In a short ceremony held at Troumasse, Micoud to hand over the first 15 of the 38 pack houses to farmers, Mr. Mario Cheng, head of the Taiwan Technical Mission, said his government was pleased to assist the Banana Productivity Project of the Ministry of Agriculture, and by extension local banana farmers, to obtain Global GAP certification. The certification means that more local farmers can now sell their fruits on the international market. Mr.

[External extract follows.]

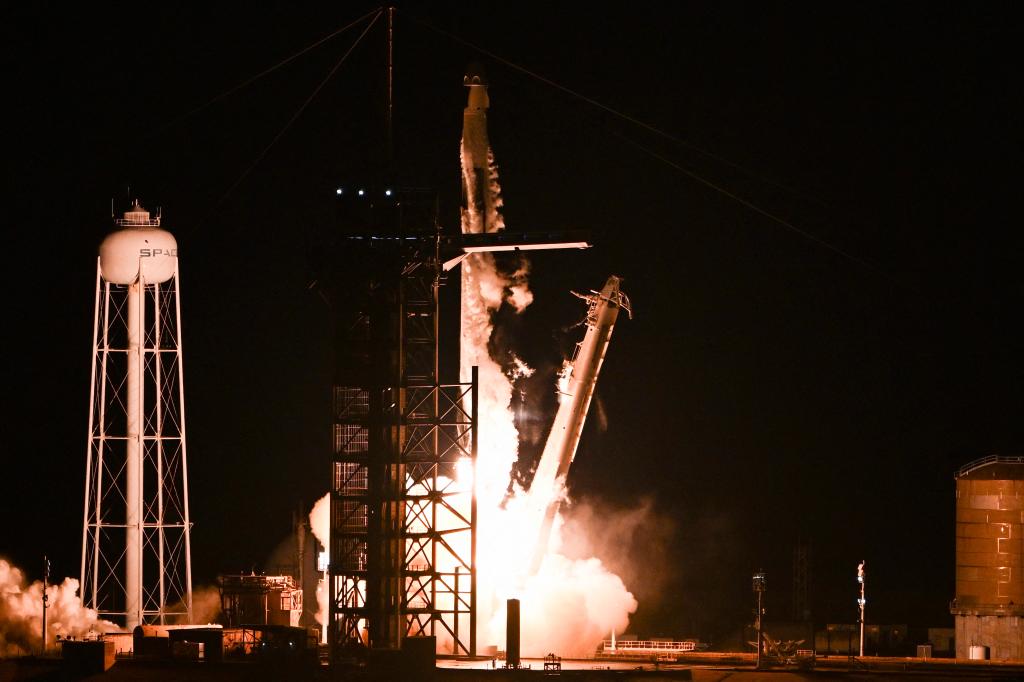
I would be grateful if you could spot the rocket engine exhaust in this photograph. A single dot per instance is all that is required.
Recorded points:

Cheng also urged the farmers to continue to produce good quality fruits and apply good agricultural practices at all times.

In attendance at the ceremony was Technical Expert Johnston Wu and staff of the Banana Productivity Improvement Project.

Meanwhile, the staff of the Banana Productivity Improvement Project are now equipped to conduct on-the-spot assessment of soils, thanks to the financial support of the ICDF. On Friday the Taiwan Technical Mission donated some eight soil testing kits and augers to the Banana Productivity Improvement Project. The supply of these kits means that local banana farmers no longer have to send soil samples to a laboratory to determine the nutrient and pH (acidity) status of their soil. The BPIP officers are now equipped to conduct these tests on the farm and relay the results to the farmer immediately.

In accepting the kits from ICDF and Mr. Mario Cheng, BPIP Project Manager Kerde Severin thanked the Taiwanese government for its contribution to not only the banana industry, but to Saint Lucia’s agriculture sector in general. He assured Mr. Cheng that the kits will be put to good use and will help local farmers improve productivity now that they no longer have to wait long periods for lab results.

The soil testing kits means that corrective measures to address soil deficiencies on farms can now be done swiftly.